The actors who portrayed Chiron felt similarly. Trevante Rhodes, who plays Chiron as an adult, bluntly states, "I don't feel like there's a difference. I would be the same exact person if I were attracted to men, so I always get confused when people ask about being a heterosexual man playing a homosexual man."

For Ashton Sanders, who plays Chiron as a teenager, there was a lot in McCraney's story that he found easy to relate to, especially Chiron's struggle with his drug-addicted mother. "Reading the script, I immediately was like, Damn, this is gonna be therapy for me if I take this part, because I've been dealing with drug addiction with my mother my entire life," Sanders says.

But for McCraney, it's Alex Hibbart, the child actor who plays Chiron in his youth, who inspires him to expose this personal story to moviegoers nationwide. "I was thinking about them taking on these roles and... the bravery of Alex Hibbert, who was 10 at the time," he explains. "To jump into that role and to play that part, to me, just makes me feel so secure that this is worth sharing. If he can be that brave, why can't I?

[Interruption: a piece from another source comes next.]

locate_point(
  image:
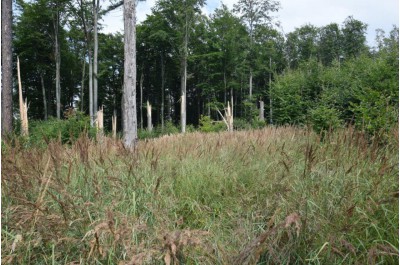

"It's like they say in church: If a robin can say thank you, you can too."

Moonlight
Starring Trevante Rhodes, Ashton Sanders, Alex Hibbert, Mahershala Ali, Shariff Earp, and Duan Sanderson. Directed by Barry Jenkins. Written by Tarell Alvin McCraney and Barry Jenkins. 100 minutes. Rated R. Opens Friday, October 28, at O Cinema Wynwood, Regal South Beach Stadium 18, and AMC Aventura 24. McCraney will participate in postfilm discussions after the 7 p.m. screenings Friday, October 28, and Saturday, October 29, at O Cinema Wynwood.